To this I say we strike to be heard. To disrupt the system. To force policymakers and the people in power to see past corporate greed and open their eyes to the reality of the ecological crisis that we are experiencing. We strike because we can. We strike for the indigineous people of the Amazon, the lungs of our plant and centre of biodiversity, whose forests are still burning to clear room for beef agriculture. We strike for refugees displaced by inhospitable temperatures as a result of climate change. We as we already witnessing the effects of climate change, with more frequent extreme weather events and changing seasonal patterns being seen around the world. We strike for those who have lost their homes due to increasingly intense storms, droughts and floods.
Dangerous carbon emissions levels
We strike for that polar bear cartoons on our packaged cereal boxes as their real life habitats are destroyed by melting ice caps. Changes in climate and weather are forcing species to migrate to new areas. There is plenty of evidence already of species’ ranges shifting as a result of changing conditions. Those that cannot adapt or escape their newly inhospitable area are likely to die off. When I speak of species, I speak of humans too. We strike to survive. We have burned so much carbon into the atmosphere that the CO2 levels are higher than they have been for the past 3 million years. In the last decade, our carbon emission levels are the highest in history, and we have not yet experienced their full impact. If we were to stop emitting carbon dioxide tomorrow, we are still on track for much higher temperatures for decades. And we are certainly not stopping our emissions by tomorrow. This blanket of carbon in the atmosphere has triggered, and will trigger, further runaway warming systems that are not under our control.
Each day, the extra energy that is trapped on our planet is equivalent to 400,000 Hiroshima bombs. There are no known technologies that can be deployed at a global scale to reverse the warming, and many climate scientists feel that the window for doing so is already closed, that we have passed the tipping point and the heat is on runaway no matter what we do.

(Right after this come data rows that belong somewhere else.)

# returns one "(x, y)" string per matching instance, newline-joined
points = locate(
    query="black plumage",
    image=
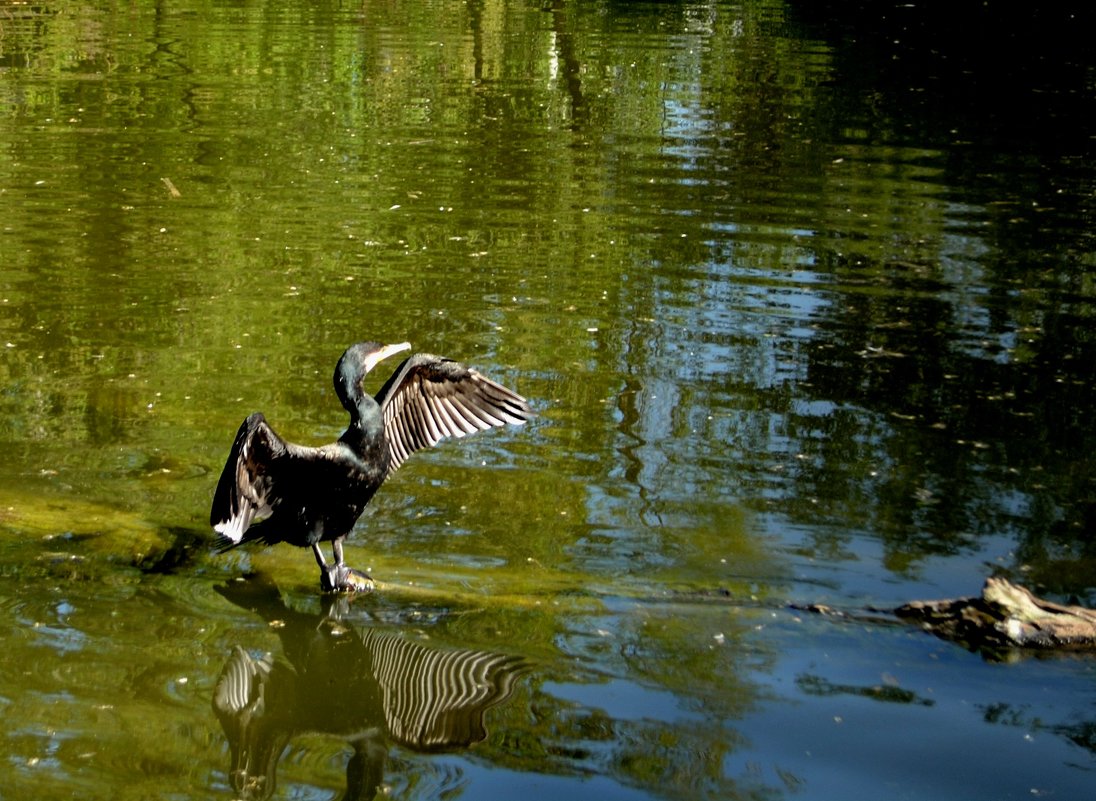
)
(274, 491)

We are now in the midst of the sixth mass extinction with about 150 plant and animal species going extinct per day.
Some of the consequences we face are mass die-offs due to widespread drought, flooding, fires, forest mortality, diseases and dying ocean life — all of which we now see in preview. If we were to make it through these threats, we would still be facing mass starvation. We are now about one degree celsius above and climbing fast. As I became aware of these facts and many hundreds like them, I also marvelled at how unaware most people are to the coming catastrophes. There has never been a greater news story than that of humans facing extinction, and yet extinction is rarely mentioned on the evening news, social media, or on the front pages of newspapers. The public responds by remaining fascinated with sporting events, reality tv, the latest political scandals and celebrity gossip. We love to be distracted from ourselves, and we have so many ways of doing that in our time. We pay big money for the privilege and we run about chasing objects and experiences in its service.

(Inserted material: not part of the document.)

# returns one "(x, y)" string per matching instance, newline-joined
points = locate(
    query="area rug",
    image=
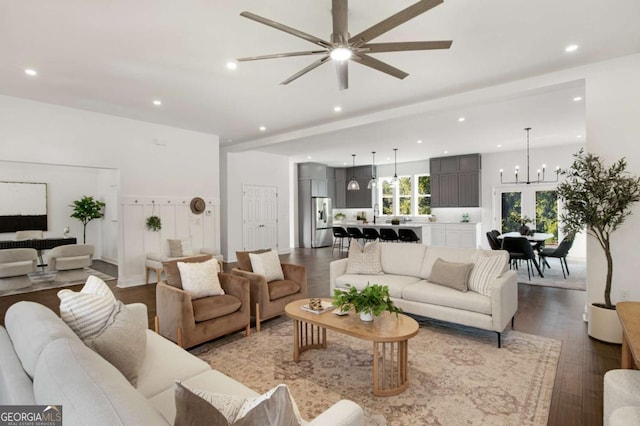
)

To me we seem to be designed to put aside or entirely ignore future threats and instead focus only on immediate concerns and personal desires. This is understandable since for most of human history there was nothing we could do about future possibilities or events happening far from where we lived. However, this is happening here and now and we have a brief window of opportunity.

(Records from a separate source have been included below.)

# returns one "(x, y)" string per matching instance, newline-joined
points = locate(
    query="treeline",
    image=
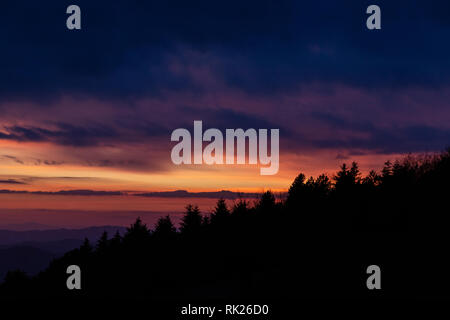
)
(317, 242)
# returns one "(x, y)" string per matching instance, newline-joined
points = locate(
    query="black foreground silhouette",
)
(317, 242)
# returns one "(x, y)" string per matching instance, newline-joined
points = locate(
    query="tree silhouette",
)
(220, 213)
(191, 221)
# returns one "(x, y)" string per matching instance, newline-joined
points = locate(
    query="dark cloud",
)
(11, 181)
(67, 192)
(390, 139)
(125, 49)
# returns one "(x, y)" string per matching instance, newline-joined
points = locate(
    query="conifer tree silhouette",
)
(191, 221)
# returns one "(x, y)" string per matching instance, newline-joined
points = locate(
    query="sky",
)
(94, 109)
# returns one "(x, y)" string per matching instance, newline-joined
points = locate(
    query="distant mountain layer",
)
(32, 251)
(224, 194)
(8, 237)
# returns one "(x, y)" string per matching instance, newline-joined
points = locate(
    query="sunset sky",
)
(94, 108)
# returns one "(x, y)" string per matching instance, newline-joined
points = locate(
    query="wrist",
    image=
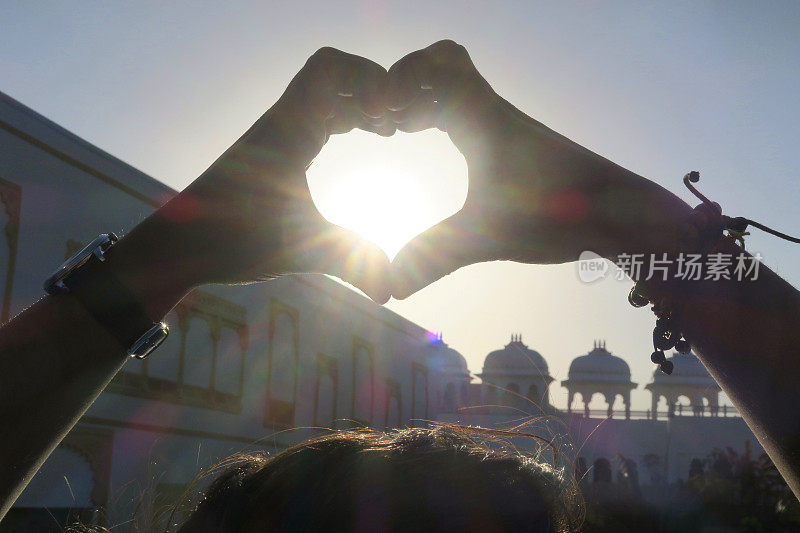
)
(149, 263)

Our government must do more
Last year the Intergovernmental Panel on Climate Change (IPCC) reported that emissions of carbon dioxide would have to be cut by 45 percent by 2030 in a bid to keep the rise in global temperatures below 1.5°C, that we had 12 years. But now more and more scientists are claiming the tipping point for addressing climate change could happen in the next 18 months. Our government must take this seriously and take radical action to limit our impact on the environment. We strike to save ourselves, to save our future children, to save our planet and home.